Il ne faut pas oublier que les troubles d’apprentissage du langage sont estimés à 6-7% dont 4 à 6% pour la dyslexie-dysorthographie. Selon plusieurs travaux de recherche, la prévalence des troubles d’apprentissage d’une langue sont même directement liées au degré de correspondance entre langue écrite et orale, les pays hispanophones étant les pays ayant la plus basse prévalence de troubles du langage. (source 1)
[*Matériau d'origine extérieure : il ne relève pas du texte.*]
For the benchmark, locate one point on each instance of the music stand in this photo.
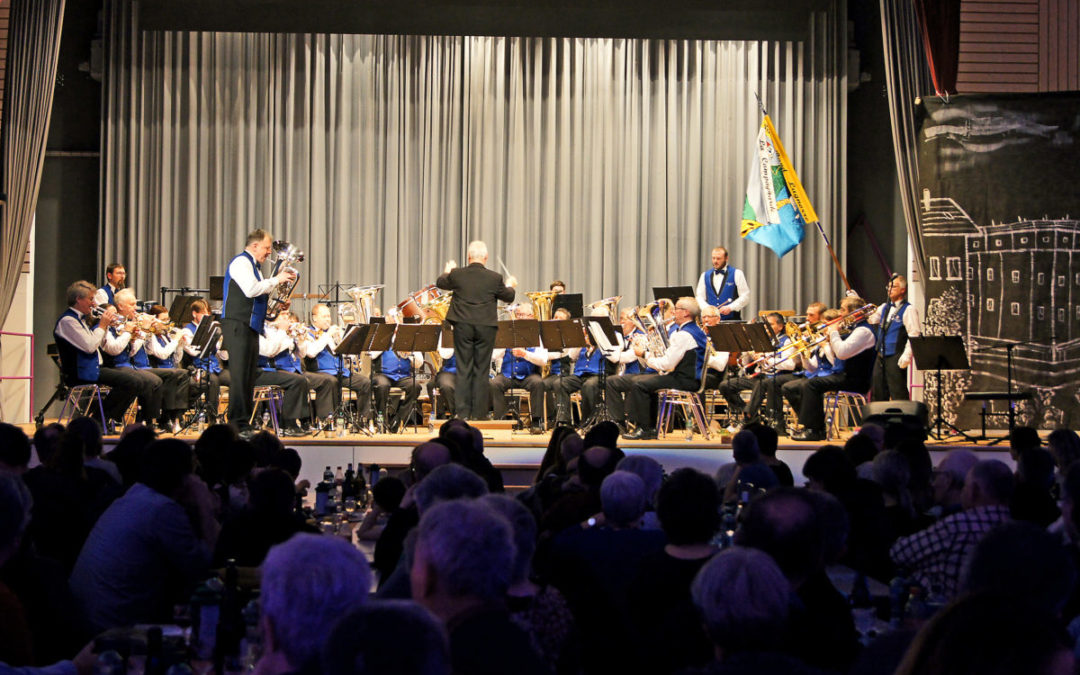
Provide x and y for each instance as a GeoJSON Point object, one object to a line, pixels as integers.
{"type": "Point", "coordinates": [517, 334]}
{"type": "Point", "coordinates": [601, 413]}
{"type": "Point", "coordinates": [572, 302]}
{"type": "Point", "coordinates": [557, 336]}
{"type": "Point", "coordinates": [940, 352]}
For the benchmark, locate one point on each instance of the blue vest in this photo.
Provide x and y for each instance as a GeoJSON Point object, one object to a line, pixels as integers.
{"type": "Point", "coordinates": [210, 363]}
{"type": "Point", "coordinates": [522, 368]}
{"type": "Point", "coordinates": [393, 366]}
{"type": "Point", "coordinates": [588, 364]}
{"type": "Point", "coordinates": [894, 338]}
{"type": "Point", "coordinates": [728, 292]}
{"type": "Point", "coordinates": [76, 364]}
{"type": "Point", "coordinates": [238, 306]}
{"type": "Point", "coordinates": [684, 367]}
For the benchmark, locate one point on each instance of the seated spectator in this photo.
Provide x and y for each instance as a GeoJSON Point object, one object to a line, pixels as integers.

Ainsi la réforme de la langue française écrite est loin d’être terminée pour calquer au plus près des usages qu’en font les francophones, usages qui par ailleurs change au cours du temps. Une piste de réflexion à aborder est la concordance du genre. En effet, en Français, pour 99% de femmes et 1% d’hommes, on accordera systématiquement au masculin et emploiera le pronom « ils » au lieu de « elles » .
Cette discrimination sexiste existe également dans le cadre de certaines fonctions ou métiers : Président de la République par exemple.
Inversement, on privilégiera l’usage du féminin pour des métiers qu’on considère féminin comme les infirmières. Comme expliquer plus haut, la langue est révélatrice des états de rapport de force sociaux, et dans ce cas, de l’idée de ce qu’on fait de la place des femmes dans la société française.
Un outil qui peut également faire l’objet d’une réforme c’est l’Académie Française elle-même. Si elle est composée d’individus brillants, cela reste des vieux, riches, hommes, blancs, hétérosexuels et français pour leur majorité, élus à vie.
Pourquoi ne pas réformer cette institution en créant une académie de la Francophonie, ouverte à tous les pays et régions francophone (France, Sénégal, Mali, Québec, Belgique etc …) avec des mandats courts, composés de représentants issus d’enseignants dans tous les degrés de l’éducation nationale et universitaire, des lycéens et des étudiants, des artistes de tous les genre musicaux, écrivains ou journalistes pour calquer au plus près des usages ?
Mon sentiment sur cette réforme et sur les réactions qu’elles suscitent, disproportionnées ou non, c’est que la langue appartient à ceux qui la parlent, pas à une minorité élitiste.